Jacob Bank sold his previous company to Google seven years ago and is about to start a new one with a focus on automation.
Timeful was a smart scheduling app that helped users make better use of their time. After selling up to the tech giant, Bank joined their ranks and worked on integrations of core Timeful technology into Gmail and Calendar, as well as other products.
In July of 2021, Bank parted ways with Google to found Relay, which is a product that sits somewhere in the middle of Asana and Zapier. A number of product, design, and engineering personnel from the Gmail and Google Calendar development team have been hired by him.
According to Bank, the goal is to combine the time saving automations of Zapier with the accountability of Asana.
The image is from Relay.
There is no shortage of automation tools out there, and Zapier is perhaps the most well-known of them all. It is this desire to reduce tedious, repetitive tasks that Relay is looking to take advantage of, with specific scenarios in mind, and more about supporting collaborative activities that may need to be done.
All-hands meetings, investor updates, board meetings, newsletters, planning cycles, and so on are examples of things that are within Relay's scope. New-hire, customer, or feature launches are functions specific to them. It is aimed at reducing admin from various business functions.
Relay sits on top of existing productivity tools such as calendars and team collaboration software, and reduces the amount of manual labor involved in organizing a specific event or activity. A monthly all-hands meeting may involve several contributors from different departments, each charged with preparing their own updates, with Relay, companies can preconfigure a lot of the administrative steps such as messaging contributors a few days before the all-hands with the correct presentation template, who are then
The image is from Relay.
If the all-hands meeting date has to be pushed back a few days at the last minute, this would normally require organizers or management to manually update dates and schedules in Asana. Change is reflected up and down the chain with Relay.

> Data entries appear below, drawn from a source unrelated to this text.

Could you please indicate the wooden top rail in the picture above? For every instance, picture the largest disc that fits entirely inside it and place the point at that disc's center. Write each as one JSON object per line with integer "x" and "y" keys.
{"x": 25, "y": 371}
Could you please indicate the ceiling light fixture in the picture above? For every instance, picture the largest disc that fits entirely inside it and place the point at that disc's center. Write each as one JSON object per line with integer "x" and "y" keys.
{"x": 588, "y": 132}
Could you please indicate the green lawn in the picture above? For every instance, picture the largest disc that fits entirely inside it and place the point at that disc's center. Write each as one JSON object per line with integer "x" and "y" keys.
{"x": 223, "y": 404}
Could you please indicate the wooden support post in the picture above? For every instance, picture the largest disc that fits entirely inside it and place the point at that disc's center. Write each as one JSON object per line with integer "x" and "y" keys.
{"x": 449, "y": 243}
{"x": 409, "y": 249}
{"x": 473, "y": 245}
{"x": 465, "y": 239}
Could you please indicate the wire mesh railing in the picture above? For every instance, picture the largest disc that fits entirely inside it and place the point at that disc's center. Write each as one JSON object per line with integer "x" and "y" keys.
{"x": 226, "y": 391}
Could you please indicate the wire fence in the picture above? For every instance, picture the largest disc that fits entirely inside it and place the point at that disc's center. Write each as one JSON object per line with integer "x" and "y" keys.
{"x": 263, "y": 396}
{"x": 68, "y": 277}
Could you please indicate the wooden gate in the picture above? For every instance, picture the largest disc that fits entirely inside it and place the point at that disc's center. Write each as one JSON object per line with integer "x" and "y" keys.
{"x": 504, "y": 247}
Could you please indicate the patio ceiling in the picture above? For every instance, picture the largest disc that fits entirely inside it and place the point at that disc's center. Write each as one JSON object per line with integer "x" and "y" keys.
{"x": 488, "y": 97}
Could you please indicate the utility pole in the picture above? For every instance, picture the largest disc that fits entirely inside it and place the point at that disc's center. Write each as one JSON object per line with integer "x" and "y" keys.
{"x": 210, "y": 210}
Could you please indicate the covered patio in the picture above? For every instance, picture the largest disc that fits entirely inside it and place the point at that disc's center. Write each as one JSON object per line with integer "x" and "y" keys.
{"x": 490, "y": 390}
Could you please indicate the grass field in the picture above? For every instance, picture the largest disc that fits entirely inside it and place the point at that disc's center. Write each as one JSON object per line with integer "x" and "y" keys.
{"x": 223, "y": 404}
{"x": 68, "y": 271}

The most consequential difference between our product and what is out there is that we are going after a class of use- cases that haven't been explicitly served before. The operating workflows required to run a great team include all-hands, leads meetings, executive updates, product reviews, business reviews, newsletters, planning processes, and much more.
Relay is currently a closed early-access product and will transition into an open alpha phase before the end of the year. Ramp and Lumos were confirmed as design partners as it readies for a wider roll out.
Bank said that most of their early design partners are tech companies.
In order to take things to the next level, Relay has raised $5 million in a seed funding round, with participation from Neo, Box Group, and a handful of angel investors.
The entire way people work could be changed by Lay's vision of understanding the best practices of top-performing teams. Jacob is a founder that we have supported before, with a team that has a track record of success.